Appellant’s next point urges error in the lower court’s refusal to direct a verdict upon the issue of insanity.

Appellant asserts that while all men are presumed sane, the presumption vanishes when there is testimony of insanity sufficient to present a reasonable doubt as to the sanity of the defendant and he is entitled to an acquittal if the State does not overcome the reasonable doubt. We agree that this is a correct statement of the law in this jurisdiction.1

It also follows that if there is sufficient evidence in the record to overcome the reasonable doubt as to the defendant’s sanity the issue of sanity is for the jury. Norman v. State, Fla.App.1963, 156 So.2d 186.

In the case sub judice, the defendant placed three expert witnesses on the stand. These experts, a clinical psychologist and two medical doctors who were also psychiatrists, all testified for various reasons that the defendant in their opinion could not distinguish right from wrong at the time he committed the act in question.

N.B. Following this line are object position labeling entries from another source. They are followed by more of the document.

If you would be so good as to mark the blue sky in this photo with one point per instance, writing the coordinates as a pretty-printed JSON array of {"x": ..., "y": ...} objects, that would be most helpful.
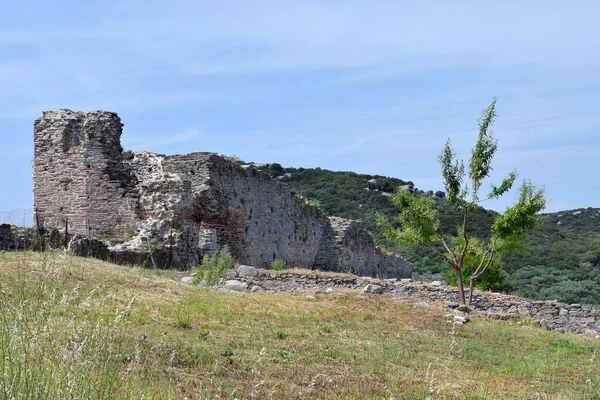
[{"x": 368, "y": 86}]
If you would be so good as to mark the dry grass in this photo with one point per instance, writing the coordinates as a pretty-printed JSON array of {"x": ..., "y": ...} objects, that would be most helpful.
[{"x": 92, "y": 329}]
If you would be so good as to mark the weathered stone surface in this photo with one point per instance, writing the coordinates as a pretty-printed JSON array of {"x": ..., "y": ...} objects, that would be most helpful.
[
  {"x": 246, "y": 271},
  {"x": 496, "y": 306},
  {"x": 181, "y": 207},
  {"x": 15, "y": 238}
]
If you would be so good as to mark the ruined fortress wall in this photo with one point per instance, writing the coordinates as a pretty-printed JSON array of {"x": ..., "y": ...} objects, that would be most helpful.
[
  {"x": 77, "y": 176},
  {"x": 258, "y": 218},
  {"x": 183, "y": 206}
]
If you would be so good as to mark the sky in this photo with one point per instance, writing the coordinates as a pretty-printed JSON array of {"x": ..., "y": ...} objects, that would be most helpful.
[{"x": 374, "y": 87}]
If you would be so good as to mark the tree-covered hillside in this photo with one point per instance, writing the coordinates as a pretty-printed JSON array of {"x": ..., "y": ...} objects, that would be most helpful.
[{"x": 560, "y": 258}]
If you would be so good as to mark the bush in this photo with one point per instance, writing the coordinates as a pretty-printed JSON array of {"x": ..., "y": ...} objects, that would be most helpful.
[
  {"x": 277, "y": 265},
  {"x": 212, "y": 269}
]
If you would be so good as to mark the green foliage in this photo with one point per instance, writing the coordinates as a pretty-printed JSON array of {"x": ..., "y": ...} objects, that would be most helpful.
[
  {"x": 212, "y": 269},
  {"x": 493, "y": 279},
  {"x": 277, "y": 265},
  {"x": 551, "y": 283}
]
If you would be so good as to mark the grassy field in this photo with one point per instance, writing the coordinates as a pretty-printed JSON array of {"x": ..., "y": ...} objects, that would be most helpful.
[{"x": 79, "y": 328}]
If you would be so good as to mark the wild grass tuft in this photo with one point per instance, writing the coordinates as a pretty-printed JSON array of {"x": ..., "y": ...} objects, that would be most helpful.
[{"x": 80, "y": 328}]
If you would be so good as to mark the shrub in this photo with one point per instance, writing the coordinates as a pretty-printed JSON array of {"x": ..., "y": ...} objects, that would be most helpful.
[{"x": 212, "y": 269}]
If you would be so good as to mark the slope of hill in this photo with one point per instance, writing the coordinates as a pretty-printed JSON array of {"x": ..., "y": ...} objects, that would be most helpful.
[
  {"x": 560, "y": 258},
  {"x": 81, "y": 328}
]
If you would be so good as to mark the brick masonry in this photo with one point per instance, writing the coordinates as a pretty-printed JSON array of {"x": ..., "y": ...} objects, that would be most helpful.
[{"x": 183, "y": 206}]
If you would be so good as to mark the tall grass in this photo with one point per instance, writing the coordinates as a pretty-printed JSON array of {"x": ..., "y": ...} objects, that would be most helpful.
[
  {"x": 73, "y": 328},
  {"x": 212, "y": 268}
]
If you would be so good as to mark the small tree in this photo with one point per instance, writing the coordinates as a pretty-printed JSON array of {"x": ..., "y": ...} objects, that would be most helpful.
[{"x": 420, "y": 224}]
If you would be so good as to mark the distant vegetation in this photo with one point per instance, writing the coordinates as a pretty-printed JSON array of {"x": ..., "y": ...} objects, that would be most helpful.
[{"x": 567, "y": 242}]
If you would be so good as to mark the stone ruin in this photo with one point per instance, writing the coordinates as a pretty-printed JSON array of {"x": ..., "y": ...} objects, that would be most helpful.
[{"x": 125, "y": 205}]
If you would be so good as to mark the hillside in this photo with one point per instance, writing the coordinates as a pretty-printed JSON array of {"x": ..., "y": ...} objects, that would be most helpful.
[
  {"x": 81, "y": 328},
  {"x": 560, "y": 258}
]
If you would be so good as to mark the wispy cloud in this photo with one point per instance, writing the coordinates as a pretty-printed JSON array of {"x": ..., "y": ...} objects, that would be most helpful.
[{"x": 375, "y": 87}]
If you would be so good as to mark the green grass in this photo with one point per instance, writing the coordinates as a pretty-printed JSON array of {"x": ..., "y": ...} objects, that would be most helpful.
[{"x": 81, "y": 328}]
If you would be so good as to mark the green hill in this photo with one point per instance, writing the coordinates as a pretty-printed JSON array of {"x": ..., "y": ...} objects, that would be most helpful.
[{"x": 560, "y": 258}]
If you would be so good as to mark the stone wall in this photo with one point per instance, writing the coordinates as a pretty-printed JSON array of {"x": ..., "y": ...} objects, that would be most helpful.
[
  {"x": 182, "y": 207},
  {"x": 78, "y": 179},
  {"x": 553, "y": 315}
]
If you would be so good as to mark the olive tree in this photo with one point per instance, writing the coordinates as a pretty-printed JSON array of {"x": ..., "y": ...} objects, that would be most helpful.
[{"x": 419, "y": 222}]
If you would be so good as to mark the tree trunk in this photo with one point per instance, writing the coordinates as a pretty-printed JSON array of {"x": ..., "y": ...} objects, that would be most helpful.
[{"x": 461, "y": 289}]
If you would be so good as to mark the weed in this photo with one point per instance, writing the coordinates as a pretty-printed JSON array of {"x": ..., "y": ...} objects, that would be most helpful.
[
  {"x": 277, "y": 265},
  {"x": 212, "y": 269}
]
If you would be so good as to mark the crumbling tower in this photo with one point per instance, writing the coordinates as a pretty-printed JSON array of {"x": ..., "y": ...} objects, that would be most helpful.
[{"x": 78, "y": 180}]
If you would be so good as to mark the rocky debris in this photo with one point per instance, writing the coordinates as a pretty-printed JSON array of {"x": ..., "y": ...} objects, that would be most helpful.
[
  {"x": 246, "y": 271},
  {"x": 235, "y": 285},
  {"x": 15, "y": 238},
  {"x": 188, "y": 280},
  {"x": 552, "y": 315}
]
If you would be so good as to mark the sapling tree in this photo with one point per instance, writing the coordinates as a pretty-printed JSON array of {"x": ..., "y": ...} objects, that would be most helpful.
[{"x": 420, "y": 224}]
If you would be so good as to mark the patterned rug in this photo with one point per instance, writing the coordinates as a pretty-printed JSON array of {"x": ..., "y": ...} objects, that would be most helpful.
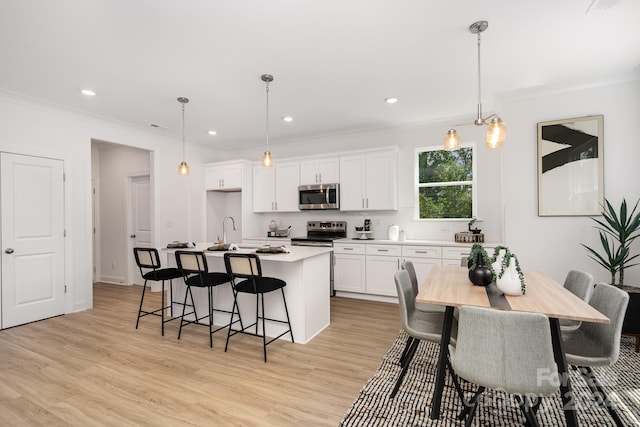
[{"x": 411, "y": 406}]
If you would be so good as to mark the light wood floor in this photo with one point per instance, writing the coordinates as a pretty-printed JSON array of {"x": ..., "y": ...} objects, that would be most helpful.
[{"x": 94, "y": 368}]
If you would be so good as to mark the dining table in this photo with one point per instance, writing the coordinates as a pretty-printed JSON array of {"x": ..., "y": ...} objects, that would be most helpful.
[{"x": 450, "y": 286}]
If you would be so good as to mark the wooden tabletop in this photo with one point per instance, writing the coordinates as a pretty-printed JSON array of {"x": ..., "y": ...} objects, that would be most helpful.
[{"x": 450, "y": 286}]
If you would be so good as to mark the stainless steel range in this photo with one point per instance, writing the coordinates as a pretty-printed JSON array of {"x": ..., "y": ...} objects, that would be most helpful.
[{"x": 323, "y": 233}]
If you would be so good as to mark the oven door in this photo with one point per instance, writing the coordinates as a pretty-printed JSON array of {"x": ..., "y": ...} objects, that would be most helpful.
[{"x": 319, "y": 197}]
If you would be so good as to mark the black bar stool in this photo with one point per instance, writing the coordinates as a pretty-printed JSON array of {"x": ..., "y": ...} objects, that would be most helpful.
[
  {"x": 148, "y": 259},
  {"x": 193, "y": 265},
  {"x": 247, "y": 267}
]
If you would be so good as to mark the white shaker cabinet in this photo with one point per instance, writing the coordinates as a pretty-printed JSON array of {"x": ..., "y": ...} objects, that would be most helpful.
[
  {"x": 223, "y": 176},
  {"x": 383, "y": 261},
  {"x": 368, "y": 181},
  {"x": 276, "y": 188},
  {"x": 320, "y": 171},
  {"x": 349, "y": 267}
]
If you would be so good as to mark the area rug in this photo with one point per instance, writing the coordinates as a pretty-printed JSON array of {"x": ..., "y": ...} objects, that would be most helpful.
[{"x": 411, "y": 406}]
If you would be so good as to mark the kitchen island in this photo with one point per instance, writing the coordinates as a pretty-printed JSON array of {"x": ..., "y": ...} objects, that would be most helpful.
[{"x": 306, "y": 271}]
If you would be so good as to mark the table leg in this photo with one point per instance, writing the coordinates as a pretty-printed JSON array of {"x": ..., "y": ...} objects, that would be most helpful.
[
  {"x": 442, "y": 363},
  {"x": 566, "y": 393}
]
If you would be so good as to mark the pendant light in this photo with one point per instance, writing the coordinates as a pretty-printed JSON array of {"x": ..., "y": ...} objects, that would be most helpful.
[
  {"x": 267, "y": 160},
  {"x": 183, "y": 167},
  {"x": 496, "y": 129}
]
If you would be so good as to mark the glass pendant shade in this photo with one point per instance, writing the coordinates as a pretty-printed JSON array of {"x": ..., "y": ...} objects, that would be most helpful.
[
  {"x": 183, "y": 168},
  {"x": 496, "y": 133},
  {"x": 452, "y": 140},
  {"x": 267, "y": 160}
]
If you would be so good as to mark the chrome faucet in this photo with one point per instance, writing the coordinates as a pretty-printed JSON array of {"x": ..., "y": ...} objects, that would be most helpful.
[{"x": 224, "y": 228}]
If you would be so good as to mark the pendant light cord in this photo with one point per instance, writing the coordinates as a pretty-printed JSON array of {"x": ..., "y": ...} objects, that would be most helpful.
[
  {"x": 267, "y": 117},
  {"x": 183, "y": 147}
]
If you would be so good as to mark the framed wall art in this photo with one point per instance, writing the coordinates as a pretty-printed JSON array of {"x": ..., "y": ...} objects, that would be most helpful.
[{"x": 570, "y": 167}]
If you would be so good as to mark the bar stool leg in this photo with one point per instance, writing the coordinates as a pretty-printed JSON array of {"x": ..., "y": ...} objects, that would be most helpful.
[{"x": 144, "y": 287}]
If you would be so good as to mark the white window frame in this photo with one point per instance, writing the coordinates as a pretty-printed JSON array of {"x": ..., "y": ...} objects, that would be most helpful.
[{"x": 417, "y": 185}]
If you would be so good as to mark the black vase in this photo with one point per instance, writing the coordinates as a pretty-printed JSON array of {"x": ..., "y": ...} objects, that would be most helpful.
[{"x": 481, "y": 275}]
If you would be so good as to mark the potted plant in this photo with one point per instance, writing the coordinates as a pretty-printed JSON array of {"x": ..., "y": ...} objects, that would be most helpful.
[{"x": 617, "y": 230}]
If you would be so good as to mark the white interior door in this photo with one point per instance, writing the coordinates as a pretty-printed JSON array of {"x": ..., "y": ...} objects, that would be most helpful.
[
  {"x": 32, "y": 209},
  {"x": 140, "y": 231}
]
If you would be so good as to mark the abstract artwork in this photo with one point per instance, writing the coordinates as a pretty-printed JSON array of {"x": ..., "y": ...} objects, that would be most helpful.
[{"x": 570, "y": 167}]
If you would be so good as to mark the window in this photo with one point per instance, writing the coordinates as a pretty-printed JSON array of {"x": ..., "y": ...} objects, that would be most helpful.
[{"x": 445, "y": 183}]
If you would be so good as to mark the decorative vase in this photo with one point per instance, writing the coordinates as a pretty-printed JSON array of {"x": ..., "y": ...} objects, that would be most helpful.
[
  {"x": 481, "y": 275},
  {"x": 509, "y": 283}
]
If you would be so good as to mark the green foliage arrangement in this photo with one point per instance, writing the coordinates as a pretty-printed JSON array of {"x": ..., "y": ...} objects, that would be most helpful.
[
  {"x": 505, "y": 264},
  {"x": 478, "y": 249},
  {"x": 617, "y": 230}
]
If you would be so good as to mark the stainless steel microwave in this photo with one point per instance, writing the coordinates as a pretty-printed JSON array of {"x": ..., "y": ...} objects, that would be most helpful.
[{"x": 319, "y": 196}]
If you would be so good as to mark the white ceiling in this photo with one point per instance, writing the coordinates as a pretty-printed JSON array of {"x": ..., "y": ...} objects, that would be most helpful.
[{"x": 334, "y": 61}]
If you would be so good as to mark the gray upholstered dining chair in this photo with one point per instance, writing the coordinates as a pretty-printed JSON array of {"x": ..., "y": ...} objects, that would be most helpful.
[
  {"x": 580, "y": 283},
  {"x": 418, "y": 325},
  {"x": 598, "y": 344},
  {"x": 505, "y": 350}
]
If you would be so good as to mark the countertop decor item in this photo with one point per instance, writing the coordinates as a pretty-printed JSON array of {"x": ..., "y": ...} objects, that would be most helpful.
[{"x": 617, "y": 230}]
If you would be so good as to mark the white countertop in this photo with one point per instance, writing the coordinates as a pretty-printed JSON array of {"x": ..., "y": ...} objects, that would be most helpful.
[
  {"x": 297, "y": 253},
  {"x": 411, "y": 242}
]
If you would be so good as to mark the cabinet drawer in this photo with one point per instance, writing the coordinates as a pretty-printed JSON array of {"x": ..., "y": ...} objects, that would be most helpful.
[
  {"x": 455, "y": 253},
  {"x": 422, "y": 251},
  {"x": 341, "y": 248},
  {"x": 385, "y": 250}
]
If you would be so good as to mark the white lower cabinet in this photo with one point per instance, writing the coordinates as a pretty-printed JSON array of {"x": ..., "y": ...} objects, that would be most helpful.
[
  {"x": 349, "y": 267},
  {"x": 423, "y": 259}
]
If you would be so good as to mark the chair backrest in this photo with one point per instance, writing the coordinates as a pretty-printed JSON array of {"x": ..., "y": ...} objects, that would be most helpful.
[
  {"x": 147, "y": 258},
  {"x": 242, "y": 265},
  {"x": 408, "y": 265},
  {"x": 612, "y": 302},
  {"x": 506, "y": 350},
  {"x": 580, "y": 283},
  {"x": 191, "y": 262},
  {"x": 406, "y": 297}
]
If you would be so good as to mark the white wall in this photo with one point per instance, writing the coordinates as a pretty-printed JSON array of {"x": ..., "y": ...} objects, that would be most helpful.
[
  {"x": 30, "y": 127},
  {"x": 507, "y": 178},
  {"x": 552, "y": 244},
  {"x": 407, "y": 139}
]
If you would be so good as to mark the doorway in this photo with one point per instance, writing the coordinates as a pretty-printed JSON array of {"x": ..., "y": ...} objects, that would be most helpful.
[{"x": 114, "y": 167}]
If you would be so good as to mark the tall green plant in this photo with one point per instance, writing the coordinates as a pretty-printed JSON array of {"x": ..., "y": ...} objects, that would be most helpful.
[{"x": 617, "y": 231}]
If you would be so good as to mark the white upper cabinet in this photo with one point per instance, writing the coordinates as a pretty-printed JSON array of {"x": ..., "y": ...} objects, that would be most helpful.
[
  {"x": 223, "y": 176},
  {"x": 320, "y": 171},
  {"x": 368, "y": 181},
  {"x": 276, "y": 188}
]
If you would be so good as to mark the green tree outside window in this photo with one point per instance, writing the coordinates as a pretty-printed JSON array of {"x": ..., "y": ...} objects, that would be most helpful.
[{"x": 445, "y": 183}]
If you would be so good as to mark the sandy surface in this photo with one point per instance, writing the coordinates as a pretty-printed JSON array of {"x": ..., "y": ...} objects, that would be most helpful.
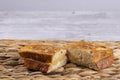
[{"x": 12, "y": 66}]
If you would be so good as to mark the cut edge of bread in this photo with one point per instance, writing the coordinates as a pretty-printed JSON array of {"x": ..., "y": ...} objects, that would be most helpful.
[{"x": 58, "y": 60}]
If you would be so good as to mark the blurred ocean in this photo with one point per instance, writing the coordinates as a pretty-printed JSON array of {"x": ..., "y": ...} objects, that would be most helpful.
[{"x": 65, "y": 25}]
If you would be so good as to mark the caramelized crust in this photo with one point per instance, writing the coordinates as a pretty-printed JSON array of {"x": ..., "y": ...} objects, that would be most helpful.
[
  {"x": 43, "y": 53},
  {"x": 90, "y": 54}
]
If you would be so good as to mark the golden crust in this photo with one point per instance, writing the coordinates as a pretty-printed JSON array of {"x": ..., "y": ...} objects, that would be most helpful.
[
  {"x": 90, "y": 54},
  {"x": 36, "y": 65},
  {"x": 42, "y": 53}
]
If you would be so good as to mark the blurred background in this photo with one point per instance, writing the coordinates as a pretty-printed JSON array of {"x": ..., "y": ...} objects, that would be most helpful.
[{"x": 60, "y": 19}]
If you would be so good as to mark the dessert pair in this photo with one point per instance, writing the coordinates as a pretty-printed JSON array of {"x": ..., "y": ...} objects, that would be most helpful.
[{"x": 47, "y": 58}]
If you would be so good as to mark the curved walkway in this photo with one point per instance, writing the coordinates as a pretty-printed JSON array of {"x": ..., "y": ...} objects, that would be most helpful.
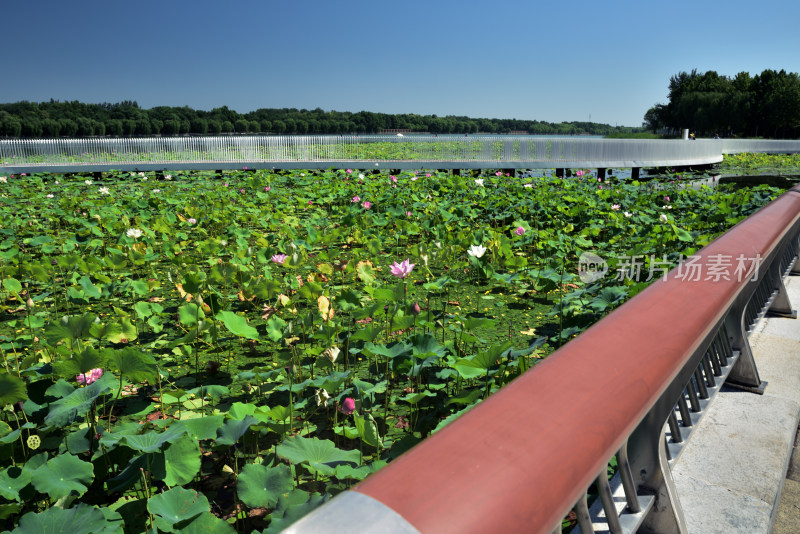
[
  {"x": 360, "y": 152},
  {"x": 731, "y": 474}
]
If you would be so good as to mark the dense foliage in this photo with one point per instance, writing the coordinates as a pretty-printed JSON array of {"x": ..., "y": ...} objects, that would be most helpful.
[
  {"x": 196, "y": 353},
  {"x": 766, "y": 105},
  {"x": 71, "y": 119}
]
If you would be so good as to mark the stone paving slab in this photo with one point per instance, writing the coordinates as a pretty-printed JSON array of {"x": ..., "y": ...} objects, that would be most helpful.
[{"x": 732, "y": 472}]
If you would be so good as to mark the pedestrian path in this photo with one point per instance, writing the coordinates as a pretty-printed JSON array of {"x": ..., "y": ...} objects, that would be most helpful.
[{"x": 732, "y": 473}]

A State’s medical expert, Dr. Russ, a psychiatrist, directly contradicted the defense experts by his opinion that the defendant did know right from wrong at the time of the offense.

In addition to the conflict in testimony of the medical experts the jury had lay evidence before it which could be considered in its determination of the issue of sanity. Norman v. State, supra. The jury’s finding that the defendant was sane is supported by the evidence.

We have carefully reviewed the instructions given the jury and hold that, when considered in their entirety, they *63fairly and correctly state the law applicable to the issues presented to the jury.

In view of the foregoing, the judgment and sentence entered herein is

Affirmed.

PIERCE and McNULTY, JJ., concur.

. Brady v. State, Fla.App.1966, 190 So. 2d 607; Byrd v. State, Fla.App.1965, 178 So.2d 886; Norman v. State, Fla.App. 1963, 156 So.2d 186, and Farrell v. State, Fla.1958, 101 So.2d 130.